When stop_reason is max_tokens, Claude hit the max_tokens limit you set. The response is truncated. This often happens with long outputs or when Claude is in the middle of a thought.

Handling Truncated Responses

def handle_max_tokens(client, messages, response):
    if response.stop_reason == "max_tokens":
        # Append the partial response to messages
        messages.append({"role": "assistant", "content": response.content})
        
        # Add a continuation prompt
        messages.append({
            "role": "user",
            "content": "Please continue from where you left off."
        })
        
        # Retry with higher max_tokens
        return client.messages.create(
            model="claude-sonnet-4-20250514",
            max_tokens=4096,  # Increase limit
            messages=messages
        )
    return response
Best practice: If you frequently hit max_tokens, increase the limit or implement a loop that continues until end_turn.

stop_sequence — Custom Stop Sequence Triggered

If you set a stop_sequences parameter in your API request, Claude will stop when it encounters one of those sequences. The stop_reason will be stop_sequence, and the stop_sequence field will contain the matched sequence.

Handling Stop Sequences

response = client.messages.create(
    model="claude-sonnet-4-20250514",
    max_tokens=1024,
    stop_sequences=["\n\nHuman:", "\n\nAssistant:"],
    messages=[{"role": "user", "content": "Tell me a story"}]
)

if response.stop_reason == "stop_sequence": print(f"Stopped at sequence: {response.stop_sequence}") # The content ends right before the stop sequence print(response.content[0].text)

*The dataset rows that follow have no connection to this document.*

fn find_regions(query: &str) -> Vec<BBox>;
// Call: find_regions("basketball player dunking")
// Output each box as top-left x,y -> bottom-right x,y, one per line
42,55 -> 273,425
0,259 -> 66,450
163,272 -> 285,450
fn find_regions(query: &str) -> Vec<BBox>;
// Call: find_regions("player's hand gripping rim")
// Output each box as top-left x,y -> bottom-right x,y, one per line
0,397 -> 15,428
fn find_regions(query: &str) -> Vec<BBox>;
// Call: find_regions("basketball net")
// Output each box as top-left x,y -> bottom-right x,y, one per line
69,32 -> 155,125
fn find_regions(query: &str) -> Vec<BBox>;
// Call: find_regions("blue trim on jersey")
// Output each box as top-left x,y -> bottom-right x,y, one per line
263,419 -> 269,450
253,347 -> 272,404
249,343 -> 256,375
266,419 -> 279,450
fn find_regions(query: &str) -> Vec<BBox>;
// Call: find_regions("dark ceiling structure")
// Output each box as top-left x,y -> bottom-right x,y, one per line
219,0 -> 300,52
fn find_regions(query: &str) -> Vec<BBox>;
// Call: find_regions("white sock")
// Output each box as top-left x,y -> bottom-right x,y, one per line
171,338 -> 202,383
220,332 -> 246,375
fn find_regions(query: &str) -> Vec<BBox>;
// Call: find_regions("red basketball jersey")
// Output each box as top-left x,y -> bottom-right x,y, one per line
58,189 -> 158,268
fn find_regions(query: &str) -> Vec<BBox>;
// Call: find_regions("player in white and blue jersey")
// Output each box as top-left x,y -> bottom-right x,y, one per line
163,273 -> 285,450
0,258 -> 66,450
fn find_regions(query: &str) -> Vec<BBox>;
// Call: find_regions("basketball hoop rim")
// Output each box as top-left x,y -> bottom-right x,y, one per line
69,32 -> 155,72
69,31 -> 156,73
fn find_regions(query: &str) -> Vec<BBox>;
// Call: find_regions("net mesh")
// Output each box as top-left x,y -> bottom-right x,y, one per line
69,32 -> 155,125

Building a Complete Conversation Loop

Here’s a robust loop that handles all stop reasons:

def complete_conversation(client, messages, tools=None, max_tokens=4096):
    while True:
        response = client.messages.create(
            model="claude-sonnet-4-20250514",
            max_tokens=max_tokens,
            tools=tools,
            messages=messages
        )
        
        if response.stop_reason == "end_turn":
            # Natural completion — return the final response
            return response
        
        elif response.stop_reason == "tool_use":
            # Execute tools and continue
            messages.append({"role": "assistant", "content": response.content})
            tool_results = []
            for block in response.content:
                if block.type == "tool_use":
                    result = execute_tool(block.name, block.input)
                    tool_results.append({
                        "type": "tool_result",
                        "tool_use_id": block.id,
                        "content": result
                    })
            messages.append({"role": "user", "content": tool_results})
        
        elif response.stop_reason == "max_tokens":
            # Append partial response and continue
            messages.append({"role": "assistant", "content": response.content})
            messages.append({
                "role": "user",
                "content": "Please continue."
            })
        
        elif response.stop_reason == "stop_sequence":
            # Stop sequence reached — return what we have
            return response

Key Takeaways

  • end_turn means Claude finished naturally. Watch for empty responses after tool calls — fix by not adding text after tool_result blocks.
  • tool_use means Claude wants to call a tool. Execute the tool and return the result in a new user message with tool_result blocks.
  • max_tokens means the response was truncated. Increase max_tokens or implement a continuation loop.
  • stop_sequence means a custom stop sequence was matched. The stop_sequence field tells you which one.
  • Always check stop_reason before processing content — it determines your next action in the conversation loop.